Well if this is a BSD router then go into that configuration and configure the vlan for the wired ports and ports then  different settings in the wireless card. With a BSD router this should be easy, if you know how to configure the BSD router.


----------



## Kees Buijs (Sep 13, 2007)

supanatral said:


> From What I understand, I would leave my wireless router's lan IP to 192.168.1.8?
> Then turn on DHCP to give a range from 192.168.2.1 - 192.168.2.255?
> So then I would add that routing table information?
> Also, does that information look right?
> ...



Are we talking over 1 or 2 routers ? If one router, this being possible depends on the router having a separate DHCP server for WIRELESS and for WIRED. Otheriwise i guess it will not be possible, unless you use static ip-numbers. Also the netmask might be set to a different value.

So what I describe is based on having 2 dhcp servers (2 routers), not for 1 dhcp server (1 router).


Good luck, Kees


----------



## supanatral (Sep 13, 2007)

Well, my FreeBSD I guess would be considered a router, so yes, I have two routers and both would have DHCP enabled since I'm only using a class c IP address.

Do both routers need to be configured to talk to eachother? or just one?
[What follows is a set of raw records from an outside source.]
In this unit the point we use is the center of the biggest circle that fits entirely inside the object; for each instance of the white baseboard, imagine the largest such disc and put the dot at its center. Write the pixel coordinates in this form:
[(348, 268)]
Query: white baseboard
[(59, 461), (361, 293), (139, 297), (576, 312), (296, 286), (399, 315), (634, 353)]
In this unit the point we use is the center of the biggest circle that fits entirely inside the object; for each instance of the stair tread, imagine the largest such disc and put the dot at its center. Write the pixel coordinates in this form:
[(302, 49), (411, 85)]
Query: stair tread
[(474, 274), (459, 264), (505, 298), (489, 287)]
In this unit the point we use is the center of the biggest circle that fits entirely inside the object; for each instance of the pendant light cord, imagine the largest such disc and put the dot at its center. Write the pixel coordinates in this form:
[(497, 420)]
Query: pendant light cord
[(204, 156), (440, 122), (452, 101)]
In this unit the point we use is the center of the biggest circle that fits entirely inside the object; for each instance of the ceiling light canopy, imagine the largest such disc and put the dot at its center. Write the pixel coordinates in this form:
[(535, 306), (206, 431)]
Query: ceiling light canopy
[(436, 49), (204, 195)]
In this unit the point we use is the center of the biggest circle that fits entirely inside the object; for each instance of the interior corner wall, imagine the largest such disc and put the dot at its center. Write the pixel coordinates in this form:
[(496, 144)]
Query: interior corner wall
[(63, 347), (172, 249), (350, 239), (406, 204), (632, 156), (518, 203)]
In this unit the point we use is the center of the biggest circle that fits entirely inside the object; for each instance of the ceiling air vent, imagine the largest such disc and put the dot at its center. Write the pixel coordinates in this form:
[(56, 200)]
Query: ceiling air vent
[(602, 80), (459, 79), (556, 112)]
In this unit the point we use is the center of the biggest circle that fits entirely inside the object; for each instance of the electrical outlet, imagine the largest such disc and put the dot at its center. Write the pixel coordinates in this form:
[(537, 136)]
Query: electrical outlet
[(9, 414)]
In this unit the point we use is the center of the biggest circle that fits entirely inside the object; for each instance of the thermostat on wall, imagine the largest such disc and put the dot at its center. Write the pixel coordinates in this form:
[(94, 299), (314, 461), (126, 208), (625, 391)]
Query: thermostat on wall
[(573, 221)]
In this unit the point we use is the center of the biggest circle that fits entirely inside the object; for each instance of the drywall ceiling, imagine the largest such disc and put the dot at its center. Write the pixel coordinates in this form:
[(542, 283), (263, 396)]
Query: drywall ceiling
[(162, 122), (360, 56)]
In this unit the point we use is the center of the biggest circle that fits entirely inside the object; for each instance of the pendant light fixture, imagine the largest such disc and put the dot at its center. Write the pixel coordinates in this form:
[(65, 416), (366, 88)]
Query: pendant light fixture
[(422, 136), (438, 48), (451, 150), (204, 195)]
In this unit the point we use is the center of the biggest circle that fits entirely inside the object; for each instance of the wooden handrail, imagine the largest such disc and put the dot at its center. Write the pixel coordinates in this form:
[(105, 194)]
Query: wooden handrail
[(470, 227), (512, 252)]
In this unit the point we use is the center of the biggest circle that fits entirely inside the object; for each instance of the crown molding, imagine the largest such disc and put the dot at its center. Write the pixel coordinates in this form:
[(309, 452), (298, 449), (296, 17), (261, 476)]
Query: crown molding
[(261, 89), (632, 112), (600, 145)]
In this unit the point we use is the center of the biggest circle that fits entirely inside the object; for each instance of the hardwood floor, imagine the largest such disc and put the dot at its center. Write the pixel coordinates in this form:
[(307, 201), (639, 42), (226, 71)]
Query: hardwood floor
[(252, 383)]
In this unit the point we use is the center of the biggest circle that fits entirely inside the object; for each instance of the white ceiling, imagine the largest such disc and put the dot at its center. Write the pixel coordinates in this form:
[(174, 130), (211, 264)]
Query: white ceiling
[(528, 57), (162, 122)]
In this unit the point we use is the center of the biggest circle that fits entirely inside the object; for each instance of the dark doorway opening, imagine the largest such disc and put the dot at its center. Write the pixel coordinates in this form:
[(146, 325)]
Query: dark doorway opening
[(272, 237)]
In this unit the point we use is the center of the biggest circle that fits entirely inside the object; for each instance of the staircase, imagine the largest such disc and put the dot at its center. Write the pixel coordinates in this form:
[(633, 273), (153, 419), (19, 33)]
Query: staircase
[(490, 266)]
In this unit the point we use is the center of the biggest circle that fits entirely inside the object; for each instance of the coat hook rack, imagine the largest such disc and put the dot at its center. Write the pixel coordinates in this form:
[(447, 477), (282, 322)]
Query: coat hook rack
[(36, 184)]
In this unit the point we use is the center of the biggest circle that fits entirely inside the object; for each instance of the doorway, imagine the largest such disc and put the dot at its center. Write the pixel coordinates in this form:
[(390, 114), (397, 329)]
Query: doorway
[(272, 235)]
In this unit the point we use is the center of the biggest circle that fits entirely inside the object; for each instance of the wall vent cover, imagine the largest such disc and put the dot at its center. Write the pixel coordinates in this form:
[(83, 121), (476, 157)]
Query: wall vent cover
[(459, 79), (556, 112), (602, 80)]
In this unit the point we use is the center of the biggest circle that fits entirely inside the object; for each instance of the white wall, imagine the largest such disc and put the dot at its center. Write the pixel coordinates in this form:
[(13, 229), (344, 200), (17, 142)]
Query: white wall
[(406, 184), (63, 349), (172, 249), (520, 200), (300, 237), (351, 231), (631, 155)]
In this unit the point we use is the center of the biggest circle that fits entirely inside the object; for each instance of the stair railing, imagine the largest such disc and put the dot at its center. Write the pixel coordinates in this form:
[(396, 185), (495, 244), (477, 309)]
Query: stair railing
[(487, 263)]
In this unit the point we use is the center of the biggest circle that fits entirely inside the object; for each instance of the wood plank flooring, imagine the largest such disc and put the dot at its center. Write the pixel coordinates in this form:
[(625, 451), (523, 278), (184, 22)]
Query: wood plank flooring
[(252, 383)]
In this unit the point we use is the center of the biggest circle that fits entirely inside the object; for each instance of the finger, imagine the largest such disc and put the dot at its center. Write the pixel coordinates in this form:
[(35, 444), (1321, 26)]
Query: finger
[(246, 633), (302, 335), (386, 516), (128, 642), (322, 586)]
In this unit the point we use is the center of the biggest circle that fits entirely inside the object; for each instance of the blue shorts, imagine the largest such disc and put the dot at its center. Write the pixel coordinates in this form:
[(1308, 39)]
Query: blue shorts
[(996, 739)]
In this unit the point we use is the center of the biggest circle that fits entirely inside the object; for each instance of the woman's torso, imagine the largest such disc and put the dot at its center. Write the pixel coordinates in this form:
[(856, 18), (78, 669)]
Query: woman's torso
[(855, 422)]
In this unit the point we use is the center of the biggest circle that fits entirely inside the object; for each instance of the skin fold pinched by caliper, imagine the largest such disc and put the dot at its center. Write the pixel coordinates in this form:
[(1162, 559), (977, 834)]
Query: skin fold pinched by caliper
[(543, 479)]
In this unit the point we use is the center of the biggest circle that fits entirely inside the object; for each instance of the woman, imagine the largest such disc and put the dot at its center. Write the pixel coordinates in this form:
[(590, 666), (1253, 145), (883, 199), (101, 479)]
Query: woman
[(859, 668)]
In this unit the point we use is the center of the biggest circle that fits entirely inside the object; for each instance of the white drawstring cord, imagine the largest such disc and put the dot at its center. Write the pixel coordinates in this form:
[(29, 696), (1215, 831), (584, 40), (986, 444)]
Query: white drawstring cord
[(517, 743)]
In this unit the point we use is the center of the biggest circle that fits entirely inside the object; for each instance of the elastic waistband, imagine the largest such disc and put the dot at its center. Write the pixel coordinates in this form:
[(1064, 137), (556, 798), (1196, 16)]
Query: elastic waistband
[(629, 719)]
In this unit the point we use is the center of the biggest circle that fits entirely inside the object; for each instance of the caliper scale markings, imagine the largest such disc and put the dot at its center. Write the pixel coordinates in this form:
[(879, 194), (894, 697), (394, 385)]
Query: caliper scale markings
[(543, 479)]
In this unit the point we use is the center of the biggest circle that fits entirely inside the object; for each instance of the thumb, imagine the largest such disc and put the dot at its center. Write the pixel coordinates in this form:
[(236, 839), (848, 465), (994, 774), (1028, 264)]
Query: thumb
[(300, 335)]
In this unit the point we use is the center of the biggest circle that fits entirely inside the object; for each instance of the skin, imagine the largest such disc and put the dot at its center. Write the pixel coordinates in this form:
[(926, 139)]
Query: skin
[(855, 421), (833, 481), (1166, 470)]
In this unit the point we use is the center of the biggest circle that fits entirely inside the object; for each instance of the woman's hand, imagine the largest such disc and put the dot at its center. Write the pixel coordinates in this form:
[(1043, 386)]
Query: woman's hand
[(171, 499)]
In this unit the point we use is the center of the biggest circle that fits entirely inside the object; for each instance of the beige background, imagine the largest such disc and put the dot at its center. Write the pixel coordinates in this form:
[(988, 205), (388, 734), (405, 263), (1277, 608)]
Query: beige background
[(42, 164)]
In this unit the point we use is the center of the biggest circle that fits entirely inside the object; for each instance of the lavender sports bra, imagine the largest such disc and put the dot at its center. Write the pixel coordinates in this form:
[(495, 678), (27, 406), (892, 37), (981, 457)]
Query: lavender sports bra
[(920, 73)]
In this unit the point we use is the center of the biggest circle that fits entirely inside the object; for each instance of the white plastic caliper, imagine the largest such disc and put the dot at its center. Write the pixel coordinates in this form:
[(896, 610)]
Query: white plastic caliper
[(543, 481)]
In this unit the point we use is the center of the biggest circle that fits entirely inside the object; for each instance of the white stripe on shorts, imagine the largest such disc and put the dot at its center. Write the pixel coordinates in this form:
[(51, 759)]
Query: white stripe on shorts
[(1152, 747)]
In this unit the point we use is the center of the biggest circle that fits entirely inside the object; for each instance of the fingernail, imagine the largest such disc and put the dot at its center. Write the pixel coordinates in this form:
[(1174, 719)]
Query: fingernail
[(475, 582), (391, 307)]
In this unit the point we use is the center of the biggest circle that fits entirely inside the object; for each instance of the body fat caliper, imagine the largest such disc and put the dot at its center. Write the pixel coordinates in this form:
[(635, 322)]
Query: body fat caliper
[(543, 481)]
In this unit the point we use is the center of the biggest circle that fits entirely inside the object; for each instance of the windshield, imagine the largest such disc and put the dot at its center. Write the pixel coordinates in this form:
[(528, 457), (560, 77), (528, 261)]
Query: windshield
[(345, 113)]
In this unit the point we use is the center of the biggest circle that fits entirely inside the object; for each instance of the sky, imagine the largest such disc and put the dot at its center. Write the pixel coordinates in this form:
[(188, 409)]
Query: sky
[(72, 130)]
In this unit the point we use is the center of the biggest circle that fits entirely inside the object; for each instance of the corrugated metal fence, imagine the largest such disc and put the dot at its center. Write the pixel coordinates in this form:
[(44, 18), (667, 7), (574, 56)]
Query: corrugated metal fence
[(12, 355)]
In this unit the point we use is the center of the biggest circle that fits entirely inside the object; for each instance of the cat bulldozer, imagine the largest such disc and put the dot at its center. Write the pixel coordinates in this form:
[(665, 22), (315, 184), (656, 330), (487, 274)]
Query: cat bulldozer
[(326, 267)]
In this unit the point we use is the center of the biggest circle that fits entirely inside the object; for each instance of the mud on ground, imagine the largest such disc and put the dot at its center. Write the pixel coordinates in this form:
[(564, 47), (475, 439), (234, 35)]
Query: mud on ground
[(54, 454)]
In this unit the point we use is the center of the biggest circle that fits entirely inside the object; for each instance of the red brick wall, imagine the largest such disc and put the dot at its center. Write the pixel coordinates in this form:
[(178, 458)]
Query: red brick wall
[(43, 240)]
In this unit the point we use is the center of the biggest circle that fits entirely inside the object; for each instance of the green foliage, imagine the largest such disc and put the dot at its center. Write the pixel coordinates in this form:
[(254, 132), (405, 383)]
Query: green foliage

Satcomer: I haven't had a chance to try that seeing as my notebook just got sent in to get replaced by Apple, but I'm going to give that a try if I can borrow a computer from someone else today.


----------



## arri (Sep 23, 2007)

is it possible ppl are talking about different things here? hmm.. confusing..

anyway, i guess you mean:
your freebsd-box is connected to the internet, doing NAT/DHCP for the internal (wired) network, and you want to connect your wifi-router, but server a seperate subnet wirelessly..

the wifi-router can do DHCP, so easiest is probably to just have the wifi-router get an ip from the freebsd machine, and have it do NAT/DHCP/firewall itsself too in some other ip-range.
technically not exactly the seperate subnet you mean, but kind of..

and otherwise you need to configure an additional subnet for the freebsd-box' lan-nic, run a DHCP-server for the wired subnet, and either run a second DHCP-server on the fbsdbox with the wifirouter being a simple repeater, or connect the wifirouter using a static ip, and run dhcp from there.


----------